Each platform has its strong points, and these recent changes show how Facebook and Instagram can help each other instead of cannibalizing one another’s users. This looks like a win for both platforms and a way for Facebook to leverage the relevance and user behavior of Instagram to supplement some soft spots.
Here are a few reasons why Facebook has ramped up its efforts to create synergy between the two platforms and how it will impact the influencer marketing industry.
Why the collaboration?
As a platform and now a public company, Facebook is under intense pressure to show continued user growth. This has become increasingly difficult as Facebook must work to combat several challenges, such as maintaining growth (large companies struggle to maintain their growth rates as they are forced to work harder to find new markets where they can to continue to grow and reach more potential customers) and losing users to new platforms, especially with younger generations using other platforms like Snapchat.
The launch of Facebook Stories reflects an attempt on Facebook’s part to leverage Instagram’s relevance and its younger user-base to continue maintain steady growth for its core platform.
Most influencers are more invested in Instagram than Facebook, so this type of integration could lead to an increase in influencer marketing dollars being spent on Facebook instead of exclusively on Instagram.
More content leads to better content
With the merging of Instagram Stories and Facebook Stories, Facebook gets access to more fresh content. In turn, this will likely increase engagement rates on Facebook, because users will have a wider range of content to engage with.
Furthermore, an increase in quantity of content typically leads to an increase in quality of the most visible content. For example, the top student in a class of 10 is in the top 10th percentile, while the top student in a class of 100 students is in the top first percentile. The more content contributed to the platform, the higher the quality level of the top content. The better the content, the more likely it is to be shared, thus increasing its reach and driving additional engagement.
While Facebook Stories is not performing as well as the company likely hoped it would, integrating Instagram Stories content—which performs very well from an influencer marketing standpoint—means it can still provide Facebook users with the Stories experience while eliminating the need for additional content creation within the Facebook platform.
Could this be a sign that Facebook will likely give up on its own Stories production feature and instead rely entirely on Instagram to source that content? We can only wait and see, but my gut tells me it is quite likely.

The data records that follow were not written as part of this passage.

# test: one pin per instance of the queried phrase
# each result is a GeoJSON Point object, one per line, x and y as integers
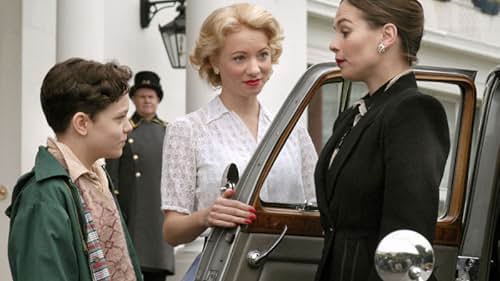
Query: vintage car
{"type": "Point", "coordinates": [285, 241]}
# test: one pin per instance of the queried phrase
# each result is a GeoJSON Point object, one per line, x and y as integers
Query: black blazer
{"type": "Point", "coordinates": [385, 177]}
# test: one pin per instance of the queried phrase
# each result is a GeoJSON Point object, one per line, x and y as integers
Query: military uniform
{"type": "Point", "coordinates": [136, 175]}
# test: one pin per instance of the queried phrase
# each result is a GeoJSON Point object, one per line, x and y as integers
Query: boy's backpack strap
{"type": "Point", "coordinates": [21, 183]}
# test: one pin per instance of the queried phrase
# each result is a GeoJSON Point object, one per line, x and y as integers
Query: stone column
{"type": "Point", "coordinates": [80, 29]}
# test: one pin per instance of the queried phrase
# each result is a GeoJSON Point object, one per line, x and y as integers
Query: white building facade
{"type": "Point", "coordinates": [34, 35]}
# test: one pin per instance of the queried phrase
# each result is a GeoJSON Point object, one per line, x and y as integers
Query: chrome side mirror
{"type": "Point", "coordinates": [404, 255]}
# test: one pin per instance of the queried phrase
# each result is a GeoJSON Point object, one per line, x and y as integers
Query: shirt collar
{"type": "Point", "coordinates": [137, 119]}
{"type": "Point", "coordinates": [70, 161]}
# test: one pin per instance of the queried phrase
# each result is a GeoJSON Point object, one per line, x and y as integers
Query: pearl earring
{"type": "Point", "coordinates": [381, 48]}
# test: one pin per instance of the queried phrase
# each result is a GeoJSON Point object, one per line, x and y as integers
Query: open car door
{"type": "Point", "coordinates": [286, 240]}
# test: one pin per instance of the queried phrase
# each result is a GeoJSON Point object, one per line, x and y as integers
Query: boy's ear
{"type": "Point", "coordinates": [80, 123]}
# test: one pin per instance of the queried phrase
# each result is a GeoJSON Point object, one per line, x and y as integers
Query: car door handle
{"type": "Point", "coordinates": [255, 257]}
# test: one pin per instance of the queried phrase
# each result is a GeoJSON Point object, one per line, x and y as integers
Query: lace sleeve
{"type": "Point", "coordinates": [178, 177]}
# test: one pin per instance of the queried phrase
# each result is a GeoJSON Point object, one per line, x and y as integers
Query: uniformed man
{"type": "Point", "coordinates": [136, 176]}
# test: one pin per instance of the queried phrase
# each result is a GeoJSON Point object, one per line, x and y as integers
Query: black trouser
{"type": "Point", "coordinates": [154, 275]}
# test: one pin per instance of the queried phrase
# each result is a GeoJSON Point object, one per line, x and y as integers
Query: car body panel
{"type": "Point", "coordinates": [296, 256]}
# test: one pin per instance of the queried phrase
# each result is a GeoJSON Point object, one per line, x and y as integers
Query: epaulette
{"type": "Point", "coordinates": [133, 123]}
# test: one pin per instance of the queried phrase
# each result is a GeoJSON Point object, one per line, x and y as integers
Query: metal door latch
{"type": "Point", "coordinates": [467, 268]}
{"type": "Point", "coordinates": [255, 258]}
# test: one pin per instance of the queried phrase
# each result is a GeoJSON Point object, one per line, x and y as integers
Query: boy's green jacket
{"type": "Point", "coordinates": [46, 236]}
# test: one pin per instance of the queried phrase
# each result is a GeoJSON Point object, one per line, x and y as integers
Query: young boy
{"type": "Point", "coordinates": [65, 223]}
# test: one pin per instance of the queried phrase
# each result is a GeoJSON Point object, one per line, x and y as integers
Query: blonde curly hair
{"type": "Point", "coordinates": [227, 20]}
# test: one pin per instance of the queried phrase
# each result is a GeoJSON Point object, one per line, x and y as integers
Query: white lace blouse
{"type": "Point", "coordinates": [198, 147]}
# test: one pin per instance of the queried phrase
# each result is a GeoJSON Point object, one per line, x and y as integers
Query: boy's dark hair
{"type": "Point", "coordinates": [78, 85]}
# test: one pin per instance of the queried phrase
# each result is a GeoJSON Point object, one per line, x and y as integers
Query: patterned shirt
{"type": "Point", "coordinates": [199, 146]}
{"type": "Point", "coordinates": [93, 185]}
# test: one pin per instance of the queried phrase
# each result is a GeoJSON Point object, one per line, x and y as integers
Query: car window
{"type": "Point", "coordinates": [328, 101]}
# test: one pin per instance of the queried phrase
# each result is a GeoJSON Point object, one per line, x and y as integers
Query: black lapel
{"type": "Point", "coordinates": [324, 161]}
{"type": "Point", "coordinates": [376, 105]}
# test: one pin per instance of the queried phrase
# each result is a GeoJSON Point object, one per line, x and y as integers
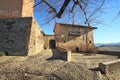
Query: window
{"type": "Point", "coordinates": [90, 41]}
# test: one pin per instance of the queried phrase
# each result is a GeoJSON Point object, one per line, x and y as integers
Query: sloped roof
{"type": "Point", "coordinates": [69, 25]}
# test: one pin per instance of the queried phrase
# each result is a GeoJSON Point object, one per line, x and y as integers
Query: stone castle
{"type": "Point", "coordinates": [20, 34]}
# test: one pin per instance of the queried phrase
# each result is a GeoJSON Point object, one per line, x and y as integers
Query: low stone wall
{"type": "Point", "coordinates": [65, 55]}
{"type": "Point", "coordinates": [110, 68]}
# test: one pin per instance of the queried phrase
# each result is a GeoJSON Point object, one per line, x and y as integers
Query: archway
{"type": "Point", "coordinates": [52, 44]}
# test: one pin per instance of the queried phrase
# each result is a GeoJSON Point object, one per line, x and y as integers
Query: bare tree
{"type": "Point", "coordinates": [88, 9]}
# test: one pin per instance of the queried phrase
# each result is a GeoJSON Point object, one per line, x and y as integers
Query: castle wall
{"type": "Point", "coordinates": [84, 42]}
{"type": "Point", "coordinates": [20, 36]}
{"type": "Point", "coordinates": [16, 8]}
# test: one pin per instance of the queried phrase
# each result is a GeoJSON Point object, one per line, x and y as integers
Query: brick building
{"type": "Point", "coordinates": [76, 38]}
{"type": "Point", "coordinates": [16, 8]}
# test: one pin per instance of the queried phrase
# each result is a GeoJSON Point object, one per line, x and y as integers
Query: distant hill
{"type": "Point", "coordinates": [109, 47]}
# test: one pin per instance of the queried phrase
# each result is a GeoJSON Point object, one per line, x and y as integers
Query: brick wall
{"type": "Point", "coordinates": [20, 36]}
{"type": "Point", "coordinates": [16, 8]}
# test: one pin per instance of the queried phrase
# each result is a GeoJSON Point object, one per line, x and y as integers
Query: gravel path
{"type": "Point", "coordinates": [38, 67]}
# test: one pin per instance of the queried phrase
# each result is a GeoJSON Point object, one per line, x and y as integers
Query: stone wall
{"type": "Point", "coordinates": [16, 8]}
{"type": "Point", "coordinates": [83, 42]}
{"type": "Point", "coordinates": [36, 41]}
{"type": "Point", "coordinates": [47, 39]}
{"type": "Point", "coordinates": [20, 36]}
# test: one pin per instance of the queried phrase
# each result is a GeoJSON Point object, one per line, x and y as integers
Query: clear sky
{"type": "Point", "coordinates": [107, 32]}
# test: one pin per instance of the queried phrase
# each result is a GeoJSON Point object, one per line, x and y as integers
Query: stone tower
{"type": "Point", "coordinates": [16, 8]}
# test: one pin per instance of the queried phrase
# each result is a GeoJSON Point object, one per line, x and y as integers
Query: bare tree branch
{"type": "Point", "coordinates": [65, 4]}
{"type": "Point", "coordinates": [50, 6]}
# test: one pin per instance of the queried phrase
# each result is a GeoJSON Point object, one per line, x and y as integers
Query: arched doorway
{"type": "Point", "coordinates": [52, 44]}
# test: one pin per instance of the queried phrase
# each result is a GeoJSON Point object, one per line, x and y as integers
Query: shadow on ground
{"type": "Point", "coordinates": [56, 55]}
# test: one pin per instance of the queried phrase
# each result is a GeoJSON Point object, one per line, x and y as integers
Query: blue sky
{"type": "Point", "coordinates": [107, 32]}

Consolidation of the user experience
It doesn’t make sense for users to create the same content on multiple platforms. For example, someone looking to capture a live moment will not do so on Instagram, Snapchat and Facebook—they’ll just capture it on one. However, once someone captures that moment, there’s a good chance they’ll share it on multiple platforms. Sharing an Instagram photo directly on Facebook is something consumers have been familiar with for years.
A recent report shows that users under 25 spend more than 32 minutes per day on Instagram, and users 25 and over spend more than 24 minutes per day on the platform, which is very impressive when compared with top competitors like Snapchat.
As the market grows and users spend increasingly more time on Instagram, Facebook will most likely adapt its own platform where it needs to and integrate the things that work so well on Instagram into Facebook.
Consolidating the experience could help strengthen both platforms and keep users active across the board without requiring them to create separate content on each platform, which is a tax to the user.
I expect to see more moves that serve to consolidate the user experience and eliminate fragmentation as all social platforms continue trying to retain and grow their user bases.